[proofplan]
We first partition the event $\{Y_a\in B\}$ according to the countable values of the counterfactual mediator $M_a$. Composition turns $Y_a$ into $Y_m$ on the stratum $\{M_a=m\}$, and cross-world exchangeability factors the resulting joint probability into a mediator term and an outcome term. The mediator term is identified by treatment-mediator exchangeability and mediator consistency. The outcome term is expanded over the observed treatment and then identified inside each treatment stratum by mediator-outcome exchangeability and outcome consistency.
[/proofplan]
[step:Decompose the counterfactual outcome by the mediator value under treatment $a$]
For each $m\in\mathcal M$, define the event
\begin{align*}
E_m:=\{M_a=m\}\in\mathcal F.
\end{align*}
The nested potential outcome $Y_{M_a}:(\Omega,\mathcal F)\to(S,\mathcal S)$ is the [random variable](/page/Random%20Variable) defined by $Y_{M_a}(\omega)=Y_{M_a(\omega)}(\omega)$.
The events $(E_m)_{m\in\mathcal M}$ are pairwise disjoint and their union is $\Omega$. Since $Y_a=Y_{M_a}$ a.s. by composition, and since $Y_{M_a}=Y_m$ on $E_m$, countable additivity gives
\begin{align*}
\mathbb P(Y_a\in B)
=
\sum_{m\in\mathcal M}\mathbb P(Y_m\in B,E_m).
\end{align*}
[guided]
The first task is to expose the mediator pathway. For every mediator value $m\in\mathcal M$, define
\begin{align*}
E_m:=\{M_a=m\}.
\end{align*}
Because $M_a:\Omega\to\mathcal M$ is a random variable and $\mathcal M$ is countable with the discrete $\sigma$-algebra, each $E_m$ is an event in $\mathcal F$. The family $(E_m)_{m\in\mathcal M}$ is pairwise disjoint, and every $\omega\in\Omega$ belongs to exactly one of these events.

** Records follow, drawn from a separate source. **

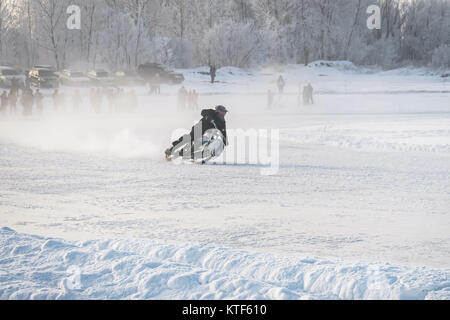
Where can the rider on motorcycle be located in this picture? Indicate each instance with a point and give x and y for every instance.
(211, 119)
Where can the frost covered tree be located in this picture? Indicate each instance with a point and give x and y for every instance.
(118, 34)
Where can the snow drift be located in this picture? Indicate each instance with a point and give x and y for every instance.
(35, 267)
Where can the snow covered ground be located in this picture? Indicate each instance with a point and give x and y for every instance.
(359, 207)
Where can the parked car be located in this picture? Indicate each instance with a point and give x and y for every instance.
(127, 78)
(10, 75)
(101, 78)
(167, 76)
(74, 78)
(43, 77)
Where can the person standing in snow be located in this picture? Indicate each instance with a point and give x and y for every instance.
(13, 97)
(194, 100)
(269, 99)
(132, 101)
(76, 102)
(27, 102)
(212, 73)
(310, 93)
(38, 98)
(182, 97)
(3, 102)
(281, 83)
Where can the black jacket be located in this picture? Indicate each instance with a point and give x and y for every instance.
(210, 116)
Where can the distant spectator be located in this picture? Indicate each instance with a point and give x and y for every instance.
(132, 101)
(269, 99)
(13, 97)
(27, 102)
(310, 93)
(182, 97)
(76, 101)
(212, 73)
(194, 100)
(38, 99)
(4, 101)
(281, 83)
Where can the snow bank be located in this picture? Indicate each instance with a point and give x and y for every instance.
(35, 267)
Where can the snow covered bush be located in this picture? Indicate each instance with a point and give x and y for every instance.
(441, 56)
(234, 44)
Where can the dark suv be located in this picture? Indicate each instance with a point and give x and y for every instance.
(166, 76)
(43, 77)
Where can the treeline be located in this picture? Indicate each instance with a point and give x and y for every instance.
(118, 34)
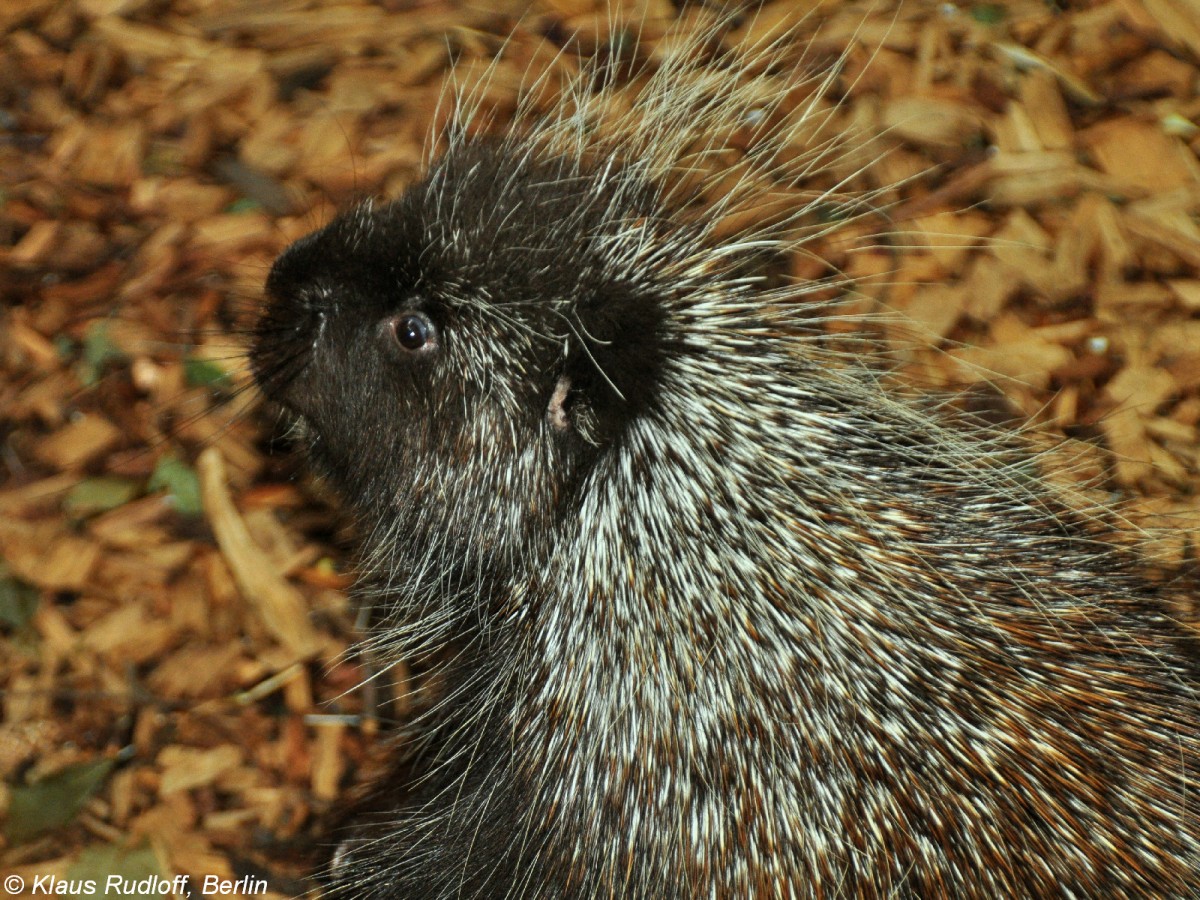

Composition says that the treatment-level potential outcome $Y_a$ is obtained by setting the mediator to whatever value it would take under treatment $a$:
\begin{align*}
Y_a=Y_{M_a}
\end{align*}
almost surely. On the event $E_m=\{M_a=m\}$, the nested potential outcome $Y_{M_a}$ is therefore $Y_m$. Hence, up to a null set,
\begin{align*}
\{Y_a\in B\}\cap E_m
=
\{Y_m\in B\}\cap E_m.
\end{align*}
Using the countable disjoint decomposition of $\Omega$ by the events $E_m$, we obtain
\begin{align*}
\mathbb P(Y_a\in B)
=
\sum_{m\in\mathcal M}\mathbb P(Y_a\in B,E_m).
\end{align*}
Replacing $Y_a$ by $Y_m$ on $E_m$ gives
\begin{align*}
\mathbb P(Y_a\in B)
=
\sum_{m\in\mathcal M}\mathbb P(Y_m\in B,E_m).
\end{align*}
This is the point where the composition assumption is used: it converts the total-effect counterfactual into mediator-specific counterfactuals.
[/guided]
[/step]
[step:Factor the mediator-specific joint probabilities using cross-world exchangeability]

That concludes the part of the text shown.